CHICAGO — Given the long history of medical devices and medications being developed without sufficient data on how they impact women, and sexual and gender minority (SGM) populations, the delegates at the Annual Meeting of the American Medical Association (AMA) House of Delegates adopted policy to ensure more women and SGM are included in clinical trials and medical research.

Furthering the AMA’s efforts to ensure diversity in clinical research to improve health outcomes, the new policy calls for the AMA to support the U.S. Food and Drug Administration (FDA) in requiring drug and device sponsors to develop actionable clinical trial diversity action plans that include women, and SGM populations. The new policy also supports the FDA’s efforts to condition drug and device approvals on post-marketing studies that evaluate the efficacy and safety of products in women and SGM populations, when those groups were not adequately represented in clinical trials.

“For too long, women and SGM populations largely have been excluded from clinical trials and medical research—leading to unnecessary health inequities and negatively impacting the care these populations receive. To ensure that medications and medical devices are developed based on research that reflects their unique needs, we must increase the participation of women and SGM populations, as well as actively support the involvement of both women and SGM researchers in clinical research,” said AMA Board Member Toluwalase Ajayi, M.D. “Without this important data, there’s no way to know whether medications and medical devices are not only safe, but effective, for use in women and SGM populations.”

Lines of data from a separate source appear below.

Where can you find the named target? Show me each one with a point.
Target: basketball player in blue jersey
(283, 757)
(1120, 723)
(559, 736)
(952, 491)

Under the new policy, the AMA will also support and encourage the National Institutes of Health, and other grant-making entities, to fund post-market research investigating pharmacodynamics and pharmacokinetics for generic drugs that did not adequately enroll women, and SGM populations in their clinical trials—prioritizing instances when those populations represent a significant portion of patients or reported adverse drug events.

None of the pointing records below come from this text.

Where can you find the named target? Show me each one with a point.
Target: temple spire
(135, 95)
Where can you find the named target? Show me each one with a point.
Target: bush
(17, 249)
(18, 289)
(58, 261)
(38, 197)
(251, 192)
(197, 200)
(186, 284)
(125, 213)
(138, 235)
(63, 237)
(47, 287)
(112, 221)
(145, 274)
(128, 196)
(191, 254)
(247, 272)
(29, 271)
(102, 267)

The AMA Council on Science and Public Health report that served as the basis for this policy noted that women participating in clinical trials became a topic of intense discussion in the United States and Europe after birth defects caused by the medication thalidomide were discovered in the 1950s. This led to an amendment to the Food Drug and Cosmetic Act of 1962, resulting in the phased clinical trial model used today. FDA then introduced regulations in 1977 barring all women “of child-bearing age” from participating in clinical trials outside of life-saving drugs due to fears of birth defects from a similar medication to thalidomide. In 1993, recognizing the impact that excluding women from clinical trials had on health equity, the FDA repealed their 1977 rule and Congress passed a mandate that all studies funded by NIH include women and assess differences amongst sexes. Since the 1990s, the FDA has been committed to improving diversity in clinical trials. The AMA’s new policy serves to strengthen the FDA’s efforts and ensure more women and SGM are included in clinical trials and medical research.

One study suggests women experience adverse drug reactions approximately twice as often as men, a result of  women’s lack of participation in clinical trials leading to poor understanding of the influence of sex on pharmacokinetics. Additionally, an analysis of NIH-funded clinical trials performed in 2015 showed that only 26 percent of studies explicitly used sex as a variable in their analysis, 72 percent made no mention of sex at all, and many studies with low enrollment of women still represented their data to suggest that it is generalizable across sexes.

The AMA Council on Science and Public Health report also noted that participation of SGM populations in clinical trials is less representative of the population—with individuals identifying as gay, lesbian, transgender, gender non-binary, or gender expansive, having been historically omitted entirely as a category for clinical research, even when they are a high-risk population. For example, despite a higher risk of substance use disorders in people identifying as gay or lesbian, one analysis found that less than 5 percent of substance use disorder studies from 2007 to 2012 reported sexual orientation as a relevant participant demographic.

“The lack of participation of women and SGM in clinical trials has clear impacts on the care these populations receive. Despite changes in the regulatory environment, inequities in clinical trial participation and outcomes persist today,” said Dr. Ajayi. “We commend the FDA’s work to date and we are committed to furthering efforts to improve equity in patient outcomes.”